Async and Reactive APIs | Couchbase Docs (original) (raw)
The SDK itself does not provide explicit APIs for batching, because using the reactive mechanisms it allows you to build batching code applied to your use case much better than a generic implementation could in the first place.
While it can be done with the async API as well, we recommend using the reactive API so you can use async retry and fallback mechanisms that are supplied out of the box. The most simplistic bulk fetch (without error handling or anything) looks like this:
List<String> docsToFetch = Arrays.asList("airline_10123", "airline_10226", "airline_10642");
List<GetResult> results = Flux.fromIterable(docsToFetch).flatMap(reactiveCollection::get).collectList().block();
This code grabs a list of keys to fetch and passes them to ReactiveCollection#get(String)
. Since this is happening asynchronously, the results will return in whatever order they come back from the server cluster. The block()
at the end waits until all results have been collected. Of course the blocking part at the end is optional, but it shows that you can mix and match reactive and blocking code to on the one hand benefit from simplicity, but always go one layer below for the more powerful concepts if needed.
While being simple, the code as shown has one big downside: individual errors for each document will fail the whole stream (this is how the Flux
semantics are specified). In some cases this might be what you want, but most of the time you either want to ignore individual failures or mark them as failed.
Here is how you can ignore individual errors:
List<String> docsToFetch = Arrays.asList("airline_10748", "airline_10765", "airline_109");
List<GetResult> results = Flux.fromIterable(docsToFetch)
.flatMap(key -> reactiveCollection.get(key).onErrorResume(e -> Mono.empty())).collectList().block();
The .onErrorResume(e → Mono.empty()))
returns an empty Mono
regardless of the error. Since you have the exception in scope, you can also decide based on the actual error if you want to ignore it or propagate/fallback to a different reactive computation.
If you want to separate out failures from completions, one way would be to use side effects. This is not as clean as with pure functional programming but does the job as well. Make sure to use concurrent data structures for proper thread safety:
List<String> docsToFetch = Arrays.asList("airline_112", "airline_1191", "airline_1203");
List<GetResult> successfulResults = Collections.synchronizedList(new ArrayList<>());
Map<String, Throwable> erroredResults = new ConcurrentHashMap<>();
Flux.fromIterable(docsToFetch).flatMap(key -> reactiveCollection.get(key).onErrorResume(e -> {
erroredResults.put(key, e);
return Mono.empty();
})).doOnNext(successfulResults::add).last().block();
If the result succeeds the side-effect method doOnNext
is used to store it into the successfulResults
and if the operation fails we are utilizing the same operator as before (onErrorResume
) to store it in the erroredResults
map — but then also to ignore it for the overall sequence.
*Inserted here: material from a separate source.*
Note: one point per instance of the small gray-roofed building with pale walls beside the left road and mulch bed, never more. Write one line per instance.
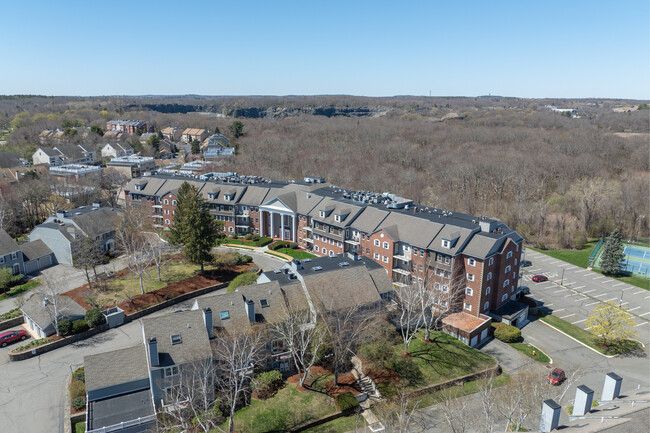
(39, 313)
Finally, it is also possible to retry individual failures before giving up. The built-in retry mechanisms help with this:
List<String> docsToFetch = Arrays.asList("airline_1316", "airline_13391", "airline_1355");
List<GetResult> results = Flux.fromIterable(docsToFetch)
.flatMap(key -> reactiveCollection.get(key).retryWhen(Retry.backoff(10, Duration.ofMillis(10)))).collectList()
.block();
It is recommended to check out the retry
and retryBackoff
methods for their configuration options and overloads. Of course, all the operators shown here can be combined to achieve exactly the semantics you need. Finally, for even advanced retry policies you can utilize the retry functionality in the reactor-extra package.